Her salvation comes through a teacher—movies love teachers far more than taxpayers do—with the heavy-duty name Blu Rain (Paula Patton). Ms. Rain is understanding, beautiful and a lesbian, perhaps in keeping with the movie’s understandably unfriendly attitude toward men, ameliorated somewhat by the appearance of the rocker Lenny Kravitz as a nurse in the hospital where Precious delivers her second child. In the narrative machinery of “Precious,” Ms. Rain is a weak cog, but Patton provides a welcome downpour of charisma onto the seared landscape of the film.

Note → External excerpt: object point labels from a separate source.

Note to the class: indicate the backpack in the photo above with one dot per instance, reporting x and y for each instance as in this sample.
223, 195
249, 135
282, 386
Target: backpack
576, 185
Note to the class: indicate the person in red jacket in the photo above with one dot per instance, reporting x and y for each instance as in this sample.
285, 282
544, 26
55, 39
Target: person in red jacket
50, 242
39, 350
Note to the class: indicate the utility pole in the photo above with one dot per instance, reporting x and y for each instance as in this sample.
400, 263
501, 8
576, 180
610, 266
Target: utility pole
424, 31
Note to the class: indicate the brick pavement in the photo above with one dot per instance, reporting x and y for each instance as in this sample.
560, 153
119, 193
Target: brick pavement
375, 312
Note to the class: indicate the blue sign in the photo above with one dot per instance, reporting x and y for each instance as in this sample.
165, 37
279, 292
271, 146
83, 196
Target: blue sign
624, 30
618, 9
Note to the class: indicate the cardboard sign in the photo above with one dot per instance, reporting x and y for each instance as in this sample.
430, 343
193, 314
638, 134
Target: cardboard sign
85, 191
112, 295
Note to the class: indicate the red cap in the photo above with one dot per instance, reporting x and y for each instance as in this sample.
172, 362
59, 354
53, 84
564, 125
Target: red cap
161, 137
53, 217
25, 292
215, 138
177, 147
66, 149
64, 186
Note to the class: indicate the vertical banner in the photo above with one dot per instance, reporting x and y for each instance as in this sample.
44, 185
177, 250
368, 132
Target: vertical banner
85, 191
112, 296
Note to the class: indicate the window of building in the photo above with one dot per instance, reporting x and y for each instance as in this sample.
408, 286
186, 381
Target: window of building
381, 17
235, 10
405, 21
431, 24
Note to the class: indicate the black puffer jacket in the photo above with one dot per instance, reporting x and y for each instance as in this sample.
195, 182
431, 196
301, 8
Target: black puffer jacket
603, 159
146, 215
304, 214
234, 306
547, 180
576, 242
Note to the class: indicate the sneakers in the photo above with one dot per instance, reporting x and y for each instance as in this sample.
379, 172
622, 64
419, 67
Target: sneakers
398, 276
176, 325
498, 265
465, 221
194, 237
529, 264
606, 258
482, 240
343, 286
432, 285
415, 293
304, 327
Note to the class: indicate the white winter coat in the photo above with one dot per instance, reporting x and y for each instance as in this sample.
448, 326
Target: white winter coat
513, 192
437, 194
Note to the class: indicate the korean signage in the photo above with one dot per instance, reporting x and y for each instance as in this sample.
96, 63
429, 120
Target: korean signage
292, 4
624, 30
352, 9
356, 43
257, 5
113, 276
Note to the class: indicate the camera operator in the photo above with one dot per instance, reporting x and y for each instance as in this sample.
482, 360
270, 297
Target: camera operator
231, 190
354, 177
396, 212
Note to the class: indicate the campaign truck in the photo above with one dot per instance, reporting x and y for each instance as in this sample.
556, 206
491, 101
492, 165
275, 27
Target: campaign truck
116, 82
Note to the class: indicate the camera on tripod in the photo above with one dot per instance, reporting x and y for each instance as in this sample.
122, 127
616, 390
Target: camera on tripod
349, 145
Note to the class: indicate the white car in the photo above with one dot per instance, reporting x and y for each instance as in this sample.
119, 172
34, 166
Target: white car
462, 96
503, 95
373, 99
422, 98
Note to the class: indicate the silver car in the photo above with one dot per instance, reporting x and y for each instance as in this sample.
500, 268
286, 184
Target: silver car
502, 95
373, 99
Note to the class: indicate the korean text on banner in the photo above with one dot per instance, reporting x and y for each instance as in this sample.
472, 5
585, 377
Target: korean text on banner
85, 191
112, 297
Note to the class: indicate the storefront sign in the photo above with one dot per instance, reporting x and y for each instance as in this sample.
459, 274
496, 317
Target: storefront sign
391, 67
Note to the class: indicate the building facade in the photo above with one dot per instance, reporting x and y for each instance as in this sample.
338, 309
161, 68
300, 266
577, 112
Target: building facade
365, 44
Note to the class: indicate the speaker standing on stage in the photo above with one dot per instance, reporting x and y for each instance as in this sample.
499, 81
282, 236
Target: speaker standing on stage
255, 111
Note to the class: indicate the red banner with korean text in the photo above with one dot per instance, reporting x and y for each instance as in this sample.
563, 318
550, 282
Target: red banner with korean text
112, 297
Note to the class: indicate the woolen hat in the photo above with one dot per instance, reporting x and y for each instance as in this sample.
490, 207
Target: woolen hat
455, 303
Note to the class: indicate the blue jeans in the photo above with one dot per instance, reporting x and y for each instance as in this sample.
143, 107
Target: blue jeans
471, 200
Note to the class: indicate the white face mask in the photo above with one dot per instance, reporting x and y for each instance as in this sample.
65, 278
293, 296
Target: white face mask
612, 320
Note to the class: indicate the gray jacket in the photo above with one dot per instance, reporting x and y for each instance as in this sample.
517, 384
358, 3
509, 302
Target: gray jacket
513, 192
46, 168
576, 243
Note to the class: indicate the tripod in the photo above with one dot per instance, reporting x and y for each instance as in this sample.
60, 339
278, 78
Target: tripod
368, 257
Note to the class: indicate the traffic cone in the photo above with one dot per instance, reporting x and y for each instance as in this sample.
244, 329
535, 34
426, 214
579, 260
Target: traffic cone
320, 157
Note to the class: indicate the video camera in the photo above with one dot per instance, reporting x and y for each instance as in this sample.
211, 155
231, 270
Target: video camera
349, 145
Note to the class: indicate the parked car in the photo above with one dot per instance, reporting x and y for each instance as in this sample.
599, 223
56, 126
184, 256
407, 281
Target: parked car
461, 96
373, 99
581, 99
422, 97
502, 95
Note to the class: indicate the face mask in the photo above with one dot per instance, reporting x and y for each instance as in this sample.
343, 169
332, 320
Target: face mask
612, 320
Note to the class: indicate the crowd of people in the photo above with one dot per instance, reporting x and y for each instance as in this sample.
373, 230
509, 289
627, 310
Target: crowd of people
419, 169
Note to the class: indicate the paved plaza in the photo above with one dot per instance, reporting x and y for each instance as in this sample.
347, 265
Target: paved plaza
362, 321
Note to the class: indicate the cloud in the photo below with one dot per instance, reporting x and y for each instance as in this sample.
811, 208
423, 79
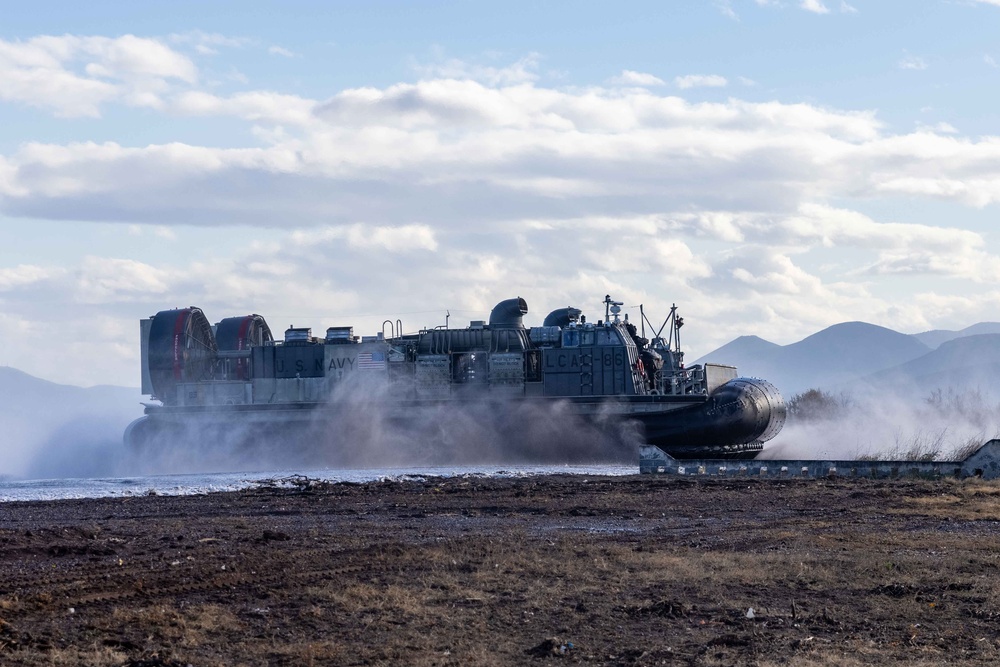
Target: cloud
814, 6
700, 81
413, 198
912, 62
631, 78
75, 76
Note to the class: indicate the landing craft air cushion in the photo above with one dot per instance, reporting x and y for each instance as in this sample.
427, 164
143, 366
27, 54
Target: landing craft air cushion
236, 377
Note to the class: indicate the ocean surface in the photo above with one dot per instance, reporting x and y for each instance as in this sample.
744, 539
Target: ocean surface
187, 484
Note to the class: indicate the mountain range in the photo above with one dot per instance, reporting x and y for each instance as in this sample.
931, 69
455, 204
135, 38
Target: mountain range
853, 354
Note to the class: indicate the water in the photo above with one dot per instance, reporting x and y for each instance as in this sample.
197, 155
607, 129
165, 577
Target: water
192, 484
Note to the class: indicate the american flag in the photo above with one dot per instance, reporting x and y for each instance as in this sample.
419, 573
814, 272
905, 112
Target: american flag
371, 361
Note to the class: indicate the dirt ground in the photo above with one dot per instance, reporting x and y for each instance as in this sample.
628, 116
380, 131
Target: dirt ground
475, 571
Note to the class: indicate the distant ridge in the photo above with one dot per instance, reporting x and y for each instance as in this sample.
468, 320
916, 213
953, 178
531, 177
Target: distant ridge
58, 430
937, 337
839, 354
969, 362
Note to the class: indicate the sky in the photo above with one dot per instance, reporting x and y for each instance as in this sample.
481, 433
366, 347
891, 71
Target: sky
773, 167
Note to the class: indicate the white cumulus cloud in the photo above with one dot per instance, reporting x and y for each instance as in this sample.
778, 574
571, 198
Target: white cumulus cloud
700, 81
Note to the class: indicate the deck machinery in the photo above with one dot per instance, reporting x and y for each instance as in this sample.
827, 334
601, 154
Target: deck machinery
221, 378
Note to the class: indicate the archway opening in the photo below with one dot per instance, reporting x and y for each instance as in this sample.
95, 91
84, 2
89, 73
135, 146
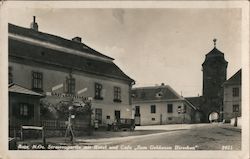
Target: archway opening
213, 117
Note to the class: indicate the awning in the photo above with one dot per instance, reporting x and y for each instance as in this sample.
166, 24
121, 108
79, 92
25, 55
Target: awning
14, 88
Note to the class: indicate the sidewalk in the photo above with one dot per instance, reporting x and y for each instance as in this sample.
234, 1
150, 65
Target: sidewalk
229, 127
103, 137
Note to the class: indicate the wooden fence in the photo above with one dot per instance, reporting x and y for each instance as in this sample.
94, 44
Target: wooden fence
60, 124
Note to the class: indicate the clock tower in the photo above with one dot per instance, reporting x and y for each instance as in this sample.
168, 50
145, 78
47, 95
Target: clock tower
214, 75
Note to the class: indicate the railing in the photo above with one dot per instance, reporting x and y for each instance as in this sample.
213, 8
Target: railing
62, 124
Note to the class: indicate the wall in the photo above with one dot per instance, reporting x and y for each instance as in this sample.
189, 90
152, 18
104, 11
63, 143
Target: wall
161, 112
229, 101
54, 76
16, 122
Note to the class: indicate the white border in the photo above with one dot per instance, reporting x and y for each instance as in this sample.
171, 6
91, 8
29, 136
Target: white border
244, 153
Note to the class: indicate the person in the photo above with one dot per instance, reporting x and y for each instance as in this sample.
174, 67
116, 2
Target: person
109, 124
96, 124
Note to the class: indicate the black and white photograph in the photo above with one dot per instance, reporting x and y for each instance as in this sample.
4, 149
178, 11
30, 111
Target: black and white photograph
126, 79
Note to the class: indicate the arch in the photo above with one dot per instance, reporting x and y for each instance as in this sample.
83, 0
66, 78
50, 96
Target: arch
213, 116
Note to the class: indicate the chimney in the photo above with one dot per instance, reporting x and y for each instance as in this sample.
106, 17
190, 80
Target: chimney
77, 39
34, 25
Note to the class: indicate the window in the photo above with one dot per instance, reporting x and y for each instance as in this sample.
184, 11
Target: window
37, 81
179, 109
170, 108
236, 108
98, 90
153, 109
10, 75
70, 84
137, 110
98, 115
24, 110
185, 109
117, 94
236, 92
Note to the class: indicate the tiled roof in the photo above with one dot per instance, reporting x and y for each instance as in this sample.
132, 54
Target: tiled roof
195, 101
14, 88
235, 79
214, 52
154, 93
216, 55
27, 52
54, 40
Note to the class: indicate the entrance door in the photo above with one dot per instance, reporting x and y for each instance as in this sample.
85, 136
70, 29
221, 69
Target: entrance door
117, 115
213, 117
137, 115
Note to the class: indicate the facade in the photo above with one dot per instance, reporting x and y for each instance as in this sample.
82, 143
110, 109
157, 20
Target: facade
62, 69
232, 97
159, 105
214, 75
24, 107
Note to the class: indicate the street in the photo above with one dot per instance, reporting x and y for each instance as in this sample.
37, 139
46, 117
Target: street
156, 137
200, 137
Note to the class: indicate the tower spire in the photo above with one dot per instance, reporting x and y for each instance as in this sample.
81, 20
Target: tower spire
215, 42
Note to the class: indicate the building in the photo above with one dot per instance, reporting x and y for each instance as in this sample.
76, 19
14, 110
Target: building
161, 105
62, 69
232, 97
24, 107
214, 75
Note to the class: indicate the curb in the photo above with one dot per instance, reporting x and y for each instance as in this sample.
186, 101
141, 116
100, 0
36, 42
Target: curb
108, 141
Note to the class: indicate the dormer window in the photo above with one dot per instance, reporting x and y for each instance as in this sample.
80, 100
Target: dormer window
117, 94
98, 91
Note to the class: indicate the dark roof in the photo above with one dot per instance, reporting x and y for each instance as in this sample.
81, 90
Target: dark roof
195, 101
154, 93
216, 55
235, 79
35, 53
14, 88
54, 40
215, 52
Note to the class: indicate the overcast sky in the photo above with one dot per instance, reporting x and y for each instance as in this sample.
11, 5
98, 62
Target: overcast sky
152, 46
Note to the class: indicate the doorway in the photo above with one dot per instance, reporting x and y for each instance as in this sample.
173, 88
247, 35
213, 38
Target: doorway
137, 115
213, 117
117, 115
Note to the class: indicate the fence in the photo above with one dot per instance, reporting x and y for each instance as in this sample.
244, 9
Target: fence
60, 124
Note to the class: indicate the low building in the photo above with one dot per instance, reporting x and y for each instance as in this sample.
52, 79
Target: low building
159, 105
62, 69
232, 97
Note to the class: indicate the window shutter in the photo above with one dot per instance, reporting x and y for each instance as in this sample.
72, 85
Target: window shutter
31, 110
65, 86
16, 110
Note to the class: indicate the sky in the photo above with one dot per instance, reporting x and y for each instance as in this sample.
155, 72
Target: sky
152, 46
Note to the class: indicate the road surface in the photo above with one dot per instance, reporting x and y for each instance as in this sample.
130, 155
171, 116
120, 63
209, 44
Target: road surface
205, 137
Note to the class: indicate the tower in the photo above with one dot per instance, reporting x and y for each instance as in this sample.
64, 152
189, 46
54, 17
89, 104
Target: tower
214, 75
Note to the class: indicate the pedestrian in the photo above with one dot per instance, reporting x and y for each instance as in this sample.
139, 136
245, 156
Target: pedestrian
108, 124
96, 124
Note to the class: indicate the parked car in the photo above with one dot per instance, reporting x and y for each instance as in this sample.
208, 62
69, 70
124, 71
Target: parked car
124, 124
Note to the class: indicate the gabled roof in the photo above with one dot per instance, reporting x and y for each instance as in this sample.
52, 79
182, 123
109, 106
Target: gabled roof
235, 79
28, 52
195, 101
154, 93
30, 33
14, 88
215, 54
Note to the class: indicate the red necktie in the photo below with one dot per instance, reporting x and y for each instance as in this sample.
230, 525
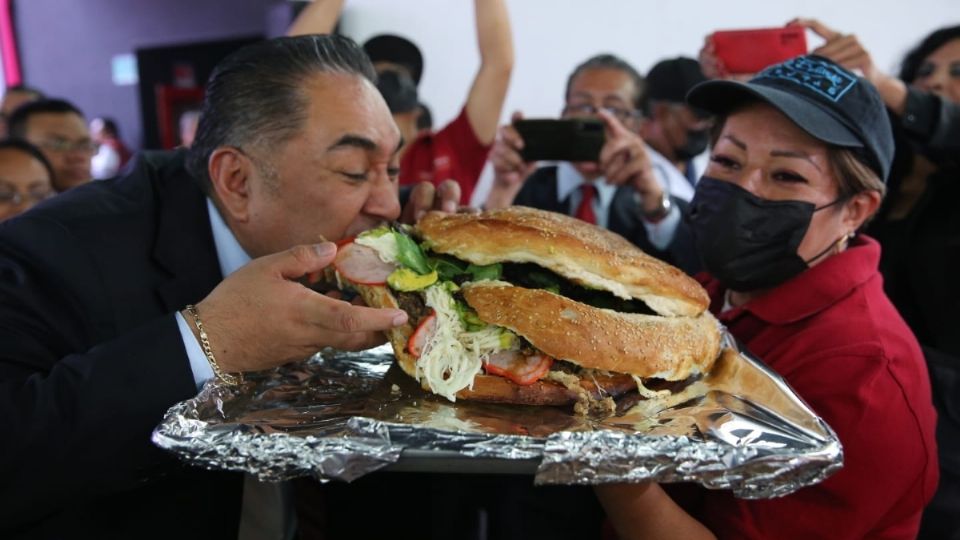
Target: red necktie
585, 209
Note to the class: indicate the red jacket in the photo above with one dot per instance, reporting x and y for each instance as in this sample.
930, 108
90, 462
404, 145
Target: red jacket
453, 153
839, 342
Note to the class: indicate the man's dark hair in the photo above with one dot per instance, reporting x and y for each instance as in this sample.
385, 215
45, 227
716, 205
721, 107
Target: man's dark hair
109, 125
256, 94
425, 118
914, 59
610, 61
23, 89
20, 117
29, 149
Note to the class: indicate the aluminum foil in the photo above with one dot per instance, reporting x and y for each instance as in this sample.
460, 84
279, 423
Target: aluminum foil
342, 415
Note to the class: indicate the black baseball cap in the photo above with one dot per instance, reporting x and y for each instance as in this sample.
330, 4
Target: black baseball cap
671, 79
398, 90
830, 103
396, 50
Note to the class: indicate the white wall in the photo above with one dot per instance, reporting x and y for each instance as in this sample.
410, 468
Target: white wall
553, 36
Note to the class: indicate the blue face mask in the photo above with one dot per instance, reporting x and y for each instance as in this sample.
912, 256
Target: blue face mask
746, 242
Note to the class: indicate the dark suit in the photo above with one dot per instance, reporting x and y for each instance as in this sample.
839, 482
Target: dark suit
540, 191
91, 358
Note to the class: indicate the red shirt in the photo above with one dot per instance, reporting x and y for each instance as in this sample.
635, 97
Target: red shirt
839, 342
453, 153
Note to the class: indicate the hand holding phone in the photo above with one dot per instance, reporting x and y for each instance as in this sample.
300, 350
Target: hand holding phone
568, 139
751, 50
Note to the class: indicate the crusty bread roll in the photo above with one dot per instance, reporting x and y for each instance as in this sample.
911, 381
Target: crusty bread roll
670, 348
492, 388
585, 254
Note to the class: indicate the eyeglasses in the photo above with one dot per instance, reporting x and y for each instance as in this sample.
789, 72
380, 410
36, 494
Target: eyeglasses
588, 109
65, 145
12, 197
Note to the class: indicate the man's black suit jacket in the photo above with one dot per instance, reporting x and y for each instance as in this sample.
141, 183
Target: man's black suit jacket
540, 191
91, 358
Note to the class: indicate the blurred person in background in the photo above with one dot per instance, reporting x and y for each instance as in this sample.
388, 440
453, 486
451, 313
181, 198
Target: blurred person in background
112, 154
918, 225
622, 191
675, 133
295, 147
797, 167
459, 150
188, 127
58, 129
25, 177
14, 97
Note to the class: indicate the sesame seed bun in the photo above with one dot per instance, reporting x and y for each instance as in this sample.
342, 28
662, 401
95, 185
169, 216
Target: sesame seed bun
583, 253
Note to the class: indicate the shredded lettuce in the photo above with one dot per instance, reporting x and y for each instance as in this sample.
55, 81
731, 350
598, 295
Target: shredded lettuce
410, 255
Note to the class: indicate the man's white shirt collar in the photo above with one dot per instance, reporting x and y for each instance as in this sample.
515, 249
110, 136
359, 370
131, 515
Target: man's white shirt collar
569, 179
229, 253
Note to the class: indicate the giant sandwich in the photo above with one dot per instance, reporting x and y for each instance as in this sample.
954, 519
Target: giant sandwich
531, 307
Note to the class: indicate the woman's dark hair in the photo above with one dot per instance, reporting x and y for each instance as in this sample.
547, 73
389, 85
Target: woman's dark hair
610, 61
914, 59
29, 149
256, 96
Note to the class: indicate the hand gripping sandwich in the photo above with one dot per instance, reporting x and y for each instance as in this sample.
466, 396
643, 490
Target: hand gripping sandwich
531, 307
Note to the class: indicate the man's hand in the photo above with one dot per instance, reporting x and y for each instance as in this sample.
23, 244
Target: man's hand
509, 168
624, 161
261, 317
426, 197
844, 49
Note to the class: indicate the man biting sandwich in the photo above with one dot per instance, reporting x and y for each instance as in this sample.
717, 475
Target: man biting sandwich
531, 307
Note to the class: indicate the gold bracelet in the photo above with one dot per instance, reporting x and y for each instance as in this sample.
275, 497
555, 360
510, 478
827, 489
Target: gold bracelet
232, 380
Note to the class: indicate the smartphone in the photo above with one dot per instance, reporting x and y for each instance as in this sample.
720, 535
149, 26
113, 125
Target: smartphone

And Mary? It is tempting to say Mo’Nique gives one of the most wrenching, unnerving performances in the history of cinema, but such a declaration would expire of its own hyperbole. She lays bare a personality almost beyond the reach of common decency, adrift in a septic soullessness, but who can still exhibit enough of a glimmer of moral awareness that her pleas of innocence ring with a bilious hypocrisy. In the powerful soliloquy that serves as the film’s eerily subdued crescendo, Precious and her social worker, Mrs. Weiss, a virtually unrecognizable, pitch-perfect Mariah Carey, listen as Mary delivers her personal apologia. It is the kind of gut-wrenching confession that during an earlier time in movie history would have terminated in a storm of forgiving tears or the character dying on the spot.
“Precious” is, instead, a portrait of a soul poised on the edge of perdition and a universe with no reason not to give her a push. Given the easy righteousness we’ve come to expect at the movies, it is Mary—not Precious, for all her suffering—who represents the real horror of “Precious,” and who will haunt us, far beyond the palimpsest of her stricken image.